Real-World and Ethical Considerations
The discussion acknowledges complexity and nuance; clinicians should avoid assuming a single cause or a uniform presentation within a diagnosis.
Cultural, geographic, and socio-economic contexts influence how symptoms are experienced, expressed, and interpreted; clinicians must attend to these factors when formulating and diagnosing.
Ethical implication: avoid pathologizing normal variation; respect client autonomy and acknowledge multiple valid narratives and explanations.
The value of flexibility: maintain openness to different theories and approaches; integrate what feels right for the client and discard what doesn’t, as needed.
Practicum and Practice Opportunities (Contextual Note)
The material mentions practicum opportunities that have been expanded over time; the list is not exhaustive and can be added to.
This underscores the ongoing nature of clinical training and the importance of engaging with diverse cases to apply biopsychosocial formulations in real-world settings.
Quick Reference: Key Terms and Concepts
Etiology: causes or factors contributing to the presence of a disease or disorder.
Pathogenesis: the process by which causes develop into a disease.
Vulnerability/Diathesis: inherent predispositions that increase risk for a disorder.
Risk factors: environmental or biological factors increasing susceptibility.
Precipitating event: a single event that may trigger symptom onset.
Diathesis-Stress Model: outcomes depend on the interaction between vulnerability and stress; expressed as a function P(Disorder) = f(V, S).

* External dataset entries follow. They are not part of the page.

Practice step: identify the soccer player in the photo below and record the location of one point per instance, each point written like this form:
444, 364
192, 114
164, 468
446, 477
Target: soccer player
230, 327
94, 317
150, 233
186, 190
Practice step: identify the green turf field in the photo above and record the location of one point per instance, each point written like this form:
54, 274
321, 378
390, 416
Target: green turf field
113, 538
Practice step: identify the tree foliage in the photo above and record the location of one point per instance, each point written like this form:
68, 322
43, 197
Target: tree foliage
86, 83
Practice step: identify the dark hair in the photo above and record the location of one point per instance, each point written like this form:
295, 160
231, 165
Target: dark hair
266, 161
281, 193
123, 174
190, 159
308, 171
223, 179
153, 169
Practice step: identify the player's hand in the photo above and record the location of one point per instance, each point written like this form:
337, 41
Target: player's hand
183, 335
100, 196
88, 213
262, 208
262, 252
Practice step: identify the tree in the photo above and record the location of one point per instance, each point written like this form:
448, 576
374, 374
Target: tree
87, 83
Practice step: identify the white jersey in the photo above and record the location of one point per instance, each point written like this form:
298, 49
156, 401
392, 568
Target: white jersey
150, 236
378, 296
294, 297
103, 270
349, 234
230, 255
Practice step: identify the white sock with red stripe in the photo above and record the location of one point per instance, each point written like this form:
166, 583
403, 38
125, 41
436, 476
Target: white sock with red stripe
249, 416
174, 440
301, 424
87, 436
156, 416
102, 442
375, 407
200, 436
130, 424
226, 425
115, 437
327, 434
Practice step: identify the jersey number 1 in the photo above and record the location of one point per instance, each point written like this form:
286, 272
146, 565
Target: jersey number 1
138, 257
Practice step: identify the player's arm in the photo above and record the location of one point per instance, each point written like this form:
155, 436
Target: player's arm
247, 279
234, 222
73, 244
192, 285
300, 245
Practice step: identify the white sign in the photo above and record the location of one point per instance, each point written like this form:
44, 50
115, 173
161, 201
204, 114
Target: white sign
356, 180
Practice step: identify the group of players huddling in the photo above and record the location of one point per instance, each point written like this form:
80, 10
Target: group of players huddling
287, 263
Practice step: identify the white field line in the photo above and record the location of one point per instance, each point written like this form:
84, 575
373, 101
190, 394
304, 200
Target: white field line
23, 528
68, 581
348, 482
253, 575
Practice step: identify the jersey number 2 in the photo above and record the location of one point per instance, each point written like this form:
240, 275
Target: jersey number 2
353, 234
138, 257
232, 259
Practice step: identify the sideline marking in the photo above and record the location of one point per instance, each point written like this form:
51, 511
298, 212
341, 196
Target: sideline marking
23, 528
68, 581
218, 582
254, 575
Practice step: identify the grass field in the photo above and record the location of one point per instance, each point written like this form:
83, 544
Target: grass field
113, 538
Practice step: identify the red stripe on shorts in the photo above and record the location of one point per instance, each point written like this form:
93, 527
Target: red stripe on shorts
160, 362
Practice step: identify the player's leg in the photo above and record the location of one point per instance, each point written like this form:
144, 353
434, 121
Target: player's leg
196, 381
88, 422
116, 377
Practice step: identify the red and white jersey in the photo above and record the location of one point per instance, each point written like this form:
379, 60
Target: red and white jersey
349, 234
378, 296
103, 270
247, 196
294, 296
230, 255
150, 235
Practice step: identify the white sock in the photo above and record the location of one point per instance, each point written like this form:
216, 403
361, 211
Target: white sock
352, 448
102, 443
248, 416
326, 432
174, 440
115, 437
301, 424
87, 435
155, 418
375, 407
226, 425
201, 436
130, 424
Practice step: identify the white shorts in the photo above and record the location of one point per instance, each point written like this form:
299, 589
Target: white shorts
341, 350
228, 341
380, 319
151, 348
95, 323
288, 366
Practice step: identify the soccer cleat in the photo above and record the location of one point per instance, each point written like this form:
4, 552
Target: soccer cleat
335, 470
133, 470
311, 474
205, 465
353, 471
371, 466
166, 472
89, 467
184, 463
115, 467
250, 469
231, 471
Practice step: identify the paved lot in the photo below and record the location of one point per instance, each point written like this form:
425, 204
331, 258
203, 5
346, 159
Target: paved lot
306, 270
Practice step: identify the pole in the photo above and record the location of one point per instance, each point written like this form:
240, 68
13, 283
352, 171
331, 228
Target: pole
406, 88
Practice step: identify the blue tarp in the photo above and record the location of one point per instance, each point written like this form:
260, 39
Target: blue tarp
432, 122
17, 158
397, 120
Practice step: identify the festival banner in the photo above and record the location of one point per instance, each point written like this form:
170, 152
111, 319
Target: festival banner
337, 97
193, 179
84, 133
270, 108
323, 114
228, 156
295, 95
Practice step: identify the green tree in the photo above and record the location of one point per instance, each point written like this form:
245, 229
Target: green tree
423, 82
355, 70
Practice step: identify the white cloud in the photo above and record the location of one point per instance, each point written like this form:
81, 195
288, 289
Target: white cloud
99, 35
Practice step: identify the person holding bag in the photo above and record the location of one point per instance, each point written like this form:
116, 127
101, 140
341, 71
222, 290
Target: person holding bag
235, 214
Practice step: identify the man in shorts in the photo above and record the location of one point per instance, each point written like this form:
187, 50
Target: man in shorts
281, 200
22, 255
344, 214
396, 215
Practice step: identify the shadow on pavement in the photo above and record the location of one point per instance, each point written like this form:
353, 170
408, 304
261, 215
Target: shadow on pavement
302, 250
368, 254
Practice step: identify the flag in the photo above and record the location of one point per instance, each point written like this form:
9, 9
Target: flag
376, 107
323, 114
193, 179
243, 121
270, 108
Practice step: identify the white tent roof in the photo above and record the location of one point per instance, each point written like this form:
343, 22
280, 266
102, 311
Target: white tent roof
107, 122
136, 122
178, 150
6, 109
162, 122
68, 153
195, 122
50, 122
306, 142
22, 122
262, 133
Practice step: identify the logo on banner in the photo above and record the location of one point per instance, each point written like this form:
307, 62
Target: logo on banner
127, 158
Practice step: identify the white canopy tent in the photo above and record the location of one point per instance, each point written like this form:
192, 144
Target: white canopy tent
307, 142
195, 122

Latent vs surface similarity: internal mechanisms vs external presentations.
Baseline functioning: an individual’s typical level of functioning against which changes are measured.
Biopsychosocial model: integrative framework considering biological, psychological, and social factors.
Epigenetics: environmental influences that alter gene expression without changing the DNA sequence.
Secure base: a stable caregiver relationship that supports exploration and development in children.
DSM: Diagnostic and Statistical Manual of Mental Disorders, used to categorize and organize mental health conditions, with inherent limitations and nuances.